Teacher Newsletter for a Short Story Contest: What to Include

By Adi Ackerman·February 18, 2026·6 min read

Student reading a printed short story at a desk with a red pen nearby

A short story contest is one of those assignments that gets students writing past the minimum. When there's a real audience and real stakes, even reluctant writers tend to put in more care. Your newsletter is what sets the stage. Get the details right and the contest runs smoother.

Open With the Big Picture

Tell parents and students what the contest is: a creative writing competition where students submit an original short story for a chance to be recognized by the class, the school, or an outside panel. One or two sentences is enough. Then go into specifics.

Specify the Theme or Genre

If your contest has a theme, mystery, science fiction, coming of age, or something tied to a unit you're teaching, say so. If it's open to any genre, say that. Theme clarity matters because students make different choices depending on constraints. Some writers work better with a prompt. Others freeze if they feel locked in.

State the Word Count and Format Requirements

Include the word count range, the required font and spacing if you're collecting printed copies, and whether submissions should be anonymous or bylined. Note whether students should submit digitally or physically, and who they submit to. Formatting requirements that come as a surprise the day of the deadline create unnecessary stress.

Share the Full Timeline

List when the contest opens, when drafts are due for optional peer feedback, when final submissions are due, and when winners will be announced. If you're building workshop time into class, tell students and parents so they know the contest isn't just homework on top of everything else.

Explain How Winners Are Selected

Describe who judges the entries and what criteria they use. If a rubric is available, share it. If you're using a panel of readers, mention that. Transparency about judging makes students feel the process is fair and encourages them to take the quality of their work seriously.

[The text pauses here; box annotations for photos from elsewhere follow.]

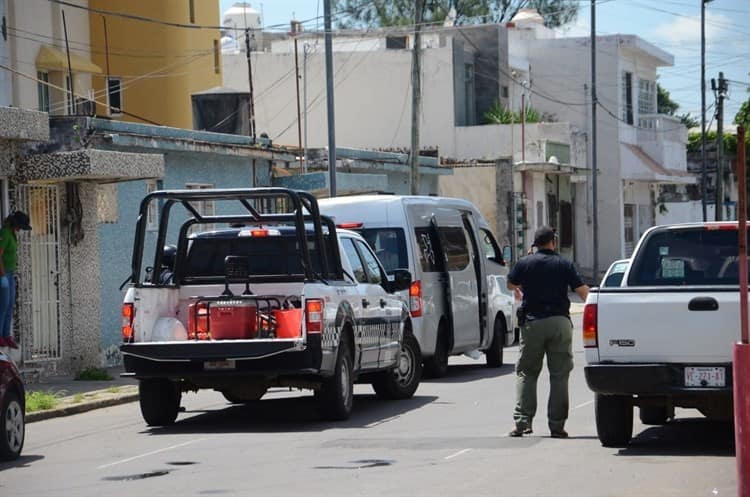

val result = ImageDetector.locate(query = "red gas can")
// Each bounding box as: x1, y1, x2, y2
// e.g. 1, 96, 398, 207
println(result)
188, 300, 258, 340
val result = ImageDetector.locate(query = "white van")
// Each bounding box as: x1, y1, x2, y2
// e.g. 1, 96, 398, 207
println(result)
319, 195, 515, 377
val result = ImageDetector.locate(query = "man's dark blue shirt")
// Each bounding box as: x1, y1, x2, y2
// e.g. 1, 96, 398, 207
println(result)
508, 249, 583, 319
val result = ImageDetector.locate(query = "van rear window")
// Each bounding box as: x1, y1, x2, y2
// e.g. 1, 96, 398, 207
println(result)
628, 228, 739, 286
359, 228, 409, 274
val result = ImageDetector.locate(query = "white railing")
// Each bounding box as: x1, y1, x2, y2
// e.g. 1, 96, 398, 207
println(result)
638, 114, 687, 144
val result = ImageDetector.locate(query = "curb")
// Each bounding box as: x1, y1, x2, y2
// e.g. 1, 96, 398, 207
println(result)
26, 390, 138, 423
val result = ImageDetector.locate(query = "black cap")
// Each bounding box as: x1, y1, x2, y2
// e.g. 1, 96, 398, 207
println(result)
532, 226, 557, 247
10, 211, 31, 230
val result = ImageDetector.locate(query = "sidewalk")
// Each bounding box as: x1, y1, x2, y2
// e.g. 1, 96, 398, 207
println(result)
24, 367, 138, 423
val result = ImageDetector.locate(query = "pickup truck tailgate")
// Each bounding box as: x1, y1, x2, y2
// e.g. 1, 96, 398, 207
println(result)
597, 287, 740, 363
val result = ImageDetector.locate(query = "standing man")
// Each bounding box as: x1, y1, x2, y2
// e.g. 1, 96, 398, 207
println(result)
0, 211, 31, 349
508, 226, 589, 438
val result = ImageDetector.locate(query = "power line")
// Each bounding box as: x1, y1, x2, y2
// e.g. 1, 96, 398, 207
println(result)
0, 63, 162, 126
43, 0, 371, 31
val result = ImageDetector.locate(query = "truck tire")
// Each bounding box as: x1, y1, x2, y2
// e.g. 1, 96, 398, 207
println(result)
315, 332, 354, 421
594, 394, 633, 447
484, 315, 505, 368
639, 406, 674, 425
138, 378, 182, 426
0, 391, 25, 461
424, 322, 449, 378
372, 333, 422, 400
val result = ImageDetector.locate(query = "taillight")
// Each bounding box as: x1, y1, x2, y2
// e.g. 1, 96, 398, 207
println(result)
583, 304, 598, 348
305, 299, 324, 335
409, 281, 422, 318
122, 303, 135, 342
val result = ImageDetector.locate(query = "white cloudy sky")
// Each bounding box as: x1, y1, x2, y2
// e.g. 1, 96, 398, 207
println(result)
220, 0, 750, 123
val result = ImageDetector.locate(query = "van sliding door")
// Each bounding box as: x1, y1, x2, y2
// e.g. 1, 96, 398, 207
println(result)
436, 211, 480, 353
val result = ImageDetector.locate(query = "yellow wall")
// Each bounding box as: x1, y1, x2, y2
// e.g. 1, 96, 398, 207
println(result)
89, 0, 222, 128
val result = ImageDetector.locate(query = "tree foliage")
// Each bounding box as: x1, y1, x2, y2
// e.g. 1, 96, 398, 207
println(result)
333, 0, 579, 28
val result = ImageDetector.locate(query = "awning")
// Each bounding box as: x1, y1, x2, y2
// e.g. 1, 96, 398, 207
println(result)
36, 45, 102, 74
623, 143, 696, 185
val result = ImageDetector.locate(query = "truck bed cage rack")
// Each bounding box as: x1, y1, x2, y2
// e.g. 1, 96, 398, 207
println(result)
130, 187, 343, 285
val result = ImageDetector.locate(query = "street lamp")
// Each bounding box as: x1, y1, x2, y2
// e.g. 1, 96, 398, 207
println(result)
700, 0, 713, 222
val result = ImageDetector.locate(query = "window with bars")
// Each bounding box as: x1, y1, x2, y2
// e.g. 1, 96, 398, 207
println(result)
107, 76, 122, 116
36, 71, 49, 112
185, 183, 216, 235
638, 79, 656, 115
146, 179, 161, 231
622, 71, 633, 124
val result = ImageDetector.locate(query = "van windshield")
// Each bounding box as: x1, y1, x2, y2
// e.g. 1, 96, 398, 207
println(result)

Describe the Recognition or Prize

Even small recognition matters. Whether winners get their story read aloud, published in a school literary magazine, awarded a gift card, or simply given public acknowledgment in a newsletter, let students know. The prize shapes how much effort people put in.

Remind Students What Makes a Short Story Work

A brief paragraph on craft helps. Mention that a strong short story usually has a clear protagonist, a central conflict that builds, and a meaningful ending. This isn't about limiting creativity. It's about preventing submissions that are 2,000 words of description with no plot. Even one or two craft reminders in the newsletter improve the quality of submissions.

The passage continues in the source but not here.